- Shanghai and LME contracts post sharp gains
- Speculative trading and weak dollar fuel rally
Copper prices surged to record highs on 29 January, extending a broad-based rally across metals as investors increasingly turned to physical assets amid heightened geopolitical risks and a persistently weak US dollar.
On the Shanghai Futures Exchange (SHFE), the most-active copper contract surged 6.7% to close at RMB 109,110/t, after briefly hitting an all-time high of RMB 110,970/t during the session. Meanwhile, the benchmark three-month copper contract on the London Metal Exchange (LME) climbed 6.3% to $13,913/t, having earlier spiked nearly 8% to a record peak of $14,058/t.
The rally has been fuelled by a combination of speculative buying in China, expectations of stronger US economic growth, and increased investment in data centres, power infrastructure, robotics, and AI-related industries. Trading activity on the SHFE has intensified sharply, with January marking the busiest month on record for base metals volumes, while copper registered one of its highest single-day trading volumes ever.
Market participants noted that the surge was largely driven by speculative funds concentrated in Asian trading hours. It is highlighted that periodic bursts of high-volume trading on the SHFE have historically triggered significant moves in global metals markets.
Macro conditions have further amplified the rally. A weak US dollar, hovering near multi-year lows, has supported dollar-denominated commodities by improving affordability for non-US investors. At the same time, rising geopolitical tensions, including renewed concerns in the Middle East following US threats toward Iran, have strengthened demand for tangible assets. Copper’s gains followed record-setting rallies in gold and silver earlier in the week.
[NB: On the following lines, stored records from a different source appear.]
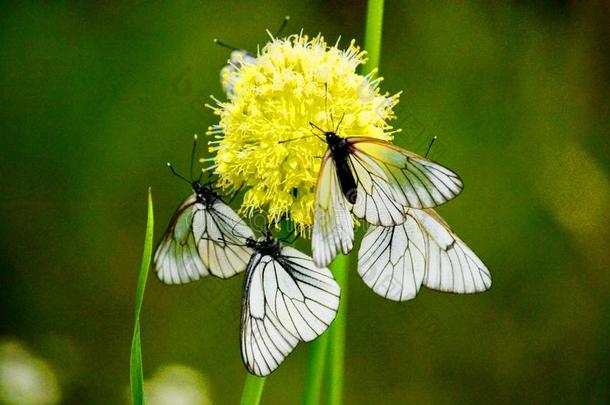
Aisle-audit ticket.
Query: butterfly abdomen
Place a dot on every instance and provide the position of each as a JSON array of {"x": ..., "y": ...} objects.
[
  {"x": 346, "y": 179},
  {"x": 340, "y": 150}
]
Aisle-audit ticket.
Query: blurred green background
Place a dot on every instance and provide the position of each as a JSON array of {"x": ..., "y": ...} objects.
[{"x": 96, "y": 97}]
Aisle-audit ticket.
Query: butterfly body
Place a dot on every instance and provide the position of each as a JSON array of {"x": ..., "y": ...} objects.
[
  {"x": 205, "y": 194},
  {"x": 268, "y": 246},
  {"x": 339, "y": 149},
  {"x": 286, "y": 300}
]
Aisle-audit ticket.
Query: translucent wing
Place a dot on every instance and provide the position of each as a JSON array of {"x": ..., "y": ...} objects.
[
  {"x": 221, "y": 236},
  {"x": 333, "y": 225},
  {"x": 200, "y": 241},
  {"x": 395, "y": 261},
  {"x": 451, "y": 265},
  {"x": 286, "y": 300},
  {"x": 392, "y": 259},
  {"x": 229, "y": 73},
  {"x": 410, "y": 180},
  {"x": 176, "y": 260}
]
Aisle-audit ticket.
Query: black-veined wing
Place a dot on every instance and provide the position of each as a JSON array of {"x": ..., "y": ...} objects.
[
  {"x": 391, "y": 179},
  {"x": 333, "y": 225},
  {"x": 286, "y": 299},
  {"x": 395, "y": 261},
  {"x": 202, "y": 241}
]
So far this year, SHFE copper prices are up around 9%, while LME copper has gained more than 11%, building on momentum from 2025, when prices were lifted by mine disruptions, supply tightness, and trade dislocations linked to US tariff threats.
However, the rally has occurred despite soft physical demand in China, the world’s largest copper consumer. The Yangshan copper premium–a key indicator of Chinese import demand–fell to $20/t, its lowest level since July 2024, suggesting resistance from downstream buyers at elevated price levels.
Outlook
While investor enthusiasm remains strong, prices may have moved ahead of near-term fundamentals, raising the risk of a technical correction if physical buyers continue to resist higher levels, particularly in China. However, expectations of accommodative US monetary policy, sustained infrastructure investment, and rising energy transition demand are expected to continue underpinning bullish sentiment in the copper market.